3.20.2007

week 10: OH COME ON

Looks like my body doesn't give a shit about that whole "the ninth week is the worst week" thing. The only time I don't battle nausea is from wake-up to mid-morning. The rest of the day is a battle. I have no appetite, but yet if I don't eat I feel even sicker.

I've also realized that being pregnant is terribly isolating. I feel alone. I feel like no one could understand what it's like to feel so emotionally ragged, to experience such discordance with my normal apetite, to be constipated, tired at unfortunate times and then toss and turn all night...fuck. I could go on and on.

I get unsolicited advice from those who have no business advising. Reading about pregnancy and all the birth planning is overwhelming and it sort of makes me sick to read about it. I honestly think that I could go the rest of this pregnancy without knowing anything else. I've seen A Baby Story a million times. Isn't that enough?

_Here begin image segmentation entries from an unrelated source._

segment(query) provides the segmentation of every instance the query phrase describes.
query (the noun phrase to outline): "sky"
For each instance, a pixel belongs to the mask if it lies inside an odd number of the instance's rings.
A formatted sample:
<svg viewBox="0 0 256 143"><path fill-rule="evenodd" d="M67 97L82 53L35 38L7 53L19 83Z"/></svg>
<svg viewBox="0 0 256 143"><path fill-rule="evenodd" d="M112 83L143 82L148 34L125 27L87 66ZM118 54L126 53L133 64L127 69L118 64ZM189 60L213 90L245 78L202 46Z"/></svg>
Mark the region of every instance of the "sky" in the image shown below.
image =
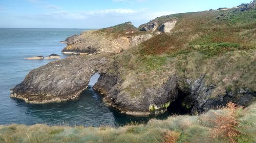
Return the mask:
<svg viewBox="0 0 256 143"><path fill-rule="evenodd" d="M0 27L99 28L252 0L0 0Z"/></svg>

Micah has it in his head that we don't need the cats anymore because they are filthy. I remind him that they've been in my life longer than he has. That doesn't seem to get me anywhere. He's had pets before and he's decided that life is so much easier (and cleaner) without them. I don't know what to do about this because I really don't want to give any of the animals away. I'd be bitter about it for the rest of my life. Yet I know when the baby is here (and in the last few uncomfortable months) the last thing I'm going to want to do is pet the cat in their needy moments because SORRY - there's an even needier little human in the house. I find it terribly interesting that Micah liked the cats at first - nay - PRETENDED to like the cats at first. What, to make me like him more? He says it's all about the baby now. He doesn't like the idea of the filthy animals getting our area filthier. You know what else is terribly interesting? That this all started when I let Micah know he'd be cleaning the litter box for the next nine months.

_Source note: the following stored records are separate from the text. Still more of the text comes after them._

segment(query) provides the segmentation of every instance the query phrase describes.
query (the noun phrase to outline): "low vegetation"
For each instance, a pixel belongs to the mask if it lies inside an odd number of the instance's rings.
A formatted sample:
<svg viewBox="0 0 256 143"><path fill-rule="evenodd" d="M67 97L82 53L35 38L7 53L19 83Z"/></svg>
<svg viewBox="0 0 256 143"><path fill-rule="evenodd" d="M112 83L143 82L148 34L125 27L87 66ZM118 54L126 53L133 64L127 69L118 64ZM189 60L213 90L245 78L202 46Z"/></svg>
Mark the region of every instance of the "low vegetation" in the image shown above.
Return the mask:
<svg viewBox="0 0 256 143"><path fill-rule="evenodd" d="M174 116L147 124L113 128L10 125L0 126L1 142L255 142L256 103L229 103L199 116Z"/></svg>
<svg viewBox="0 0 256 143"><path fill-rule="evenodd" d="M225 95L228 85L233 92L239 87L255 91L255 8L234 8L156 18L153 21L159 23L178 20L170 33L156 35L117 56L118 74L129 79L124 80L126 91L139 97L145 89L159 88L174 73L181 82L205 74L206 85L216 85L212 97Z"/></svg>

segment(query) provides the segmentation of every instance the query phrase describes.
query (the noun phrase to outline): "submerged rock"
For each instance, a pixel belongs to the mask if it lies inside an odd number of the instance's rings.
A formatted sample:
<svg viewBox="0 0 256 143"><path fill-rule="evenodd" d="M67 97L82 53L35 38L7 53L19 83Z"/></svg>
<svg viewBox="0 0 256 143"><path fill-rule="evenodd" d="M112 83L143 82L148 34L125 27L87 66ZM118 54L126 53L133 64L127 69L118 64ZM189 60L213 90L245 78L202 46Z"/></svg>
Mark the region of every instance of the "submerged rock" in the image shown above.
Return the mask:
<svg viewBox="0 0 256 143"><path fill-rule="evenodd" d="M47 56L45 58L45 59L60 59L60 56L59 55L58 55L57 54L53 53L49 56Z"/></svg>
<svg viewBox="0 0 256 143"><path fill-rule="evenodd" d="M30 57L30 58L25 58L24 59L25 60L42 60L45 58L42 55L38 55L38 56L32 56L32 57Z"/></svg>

But then today he apologized up and down for the scene he caused last night. Perhaps I'm not the only one suffering from baby-related anxiety.

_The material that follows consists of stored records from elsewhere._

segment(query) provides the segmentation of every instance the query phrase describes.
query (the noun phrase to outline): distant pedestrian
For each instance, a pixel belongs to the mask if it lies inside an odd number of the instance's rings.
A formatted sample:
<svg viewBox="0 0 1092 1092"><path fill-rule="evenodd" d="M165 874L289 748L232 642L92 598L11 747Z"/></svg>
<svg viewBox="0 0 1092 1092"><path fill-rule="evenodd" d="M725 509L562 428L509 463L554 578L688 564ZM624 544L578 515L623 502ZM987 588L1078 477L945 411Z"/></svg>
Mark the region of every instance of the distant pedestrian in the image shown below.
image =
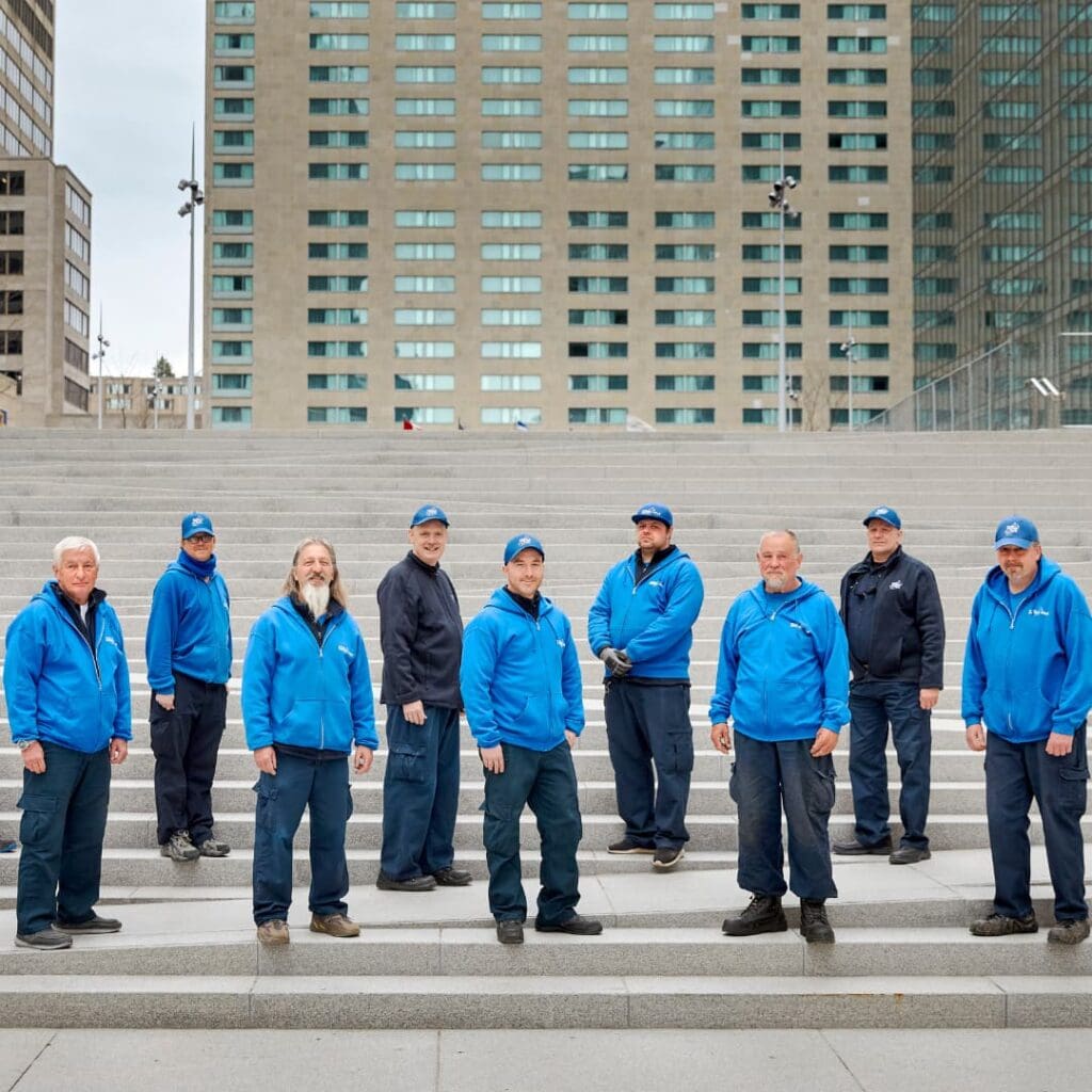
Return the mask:
<svg viewBox="0 0 1092 1092"><path fill-rule="evenodd" d="M1035 933L1028 812L1043 820L1054 886L1047 939L1089 935L1084 898L1088 805L1085 723L1092 709L1092 617L1077 584L1043 554L1038 531L1006 517L994 535L997 565L971 606L963 656L966 745L986 752L986 818L994 862L994 911L978 937Z"/></svg>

I can't eat a proper lunch or dinner. Do you know how frustrating that is? Mostly whatever we have in the house, I don't want. Yet I can think of ten things from nearby restaurants that sounds delicious. Until it's in front of me. Then I take a few bites and start crying because it's just not what I wanted it to be.

YEAH. Pregnancy SUCKS. If someone tells you different? Punch 'em in the fucking neck for me.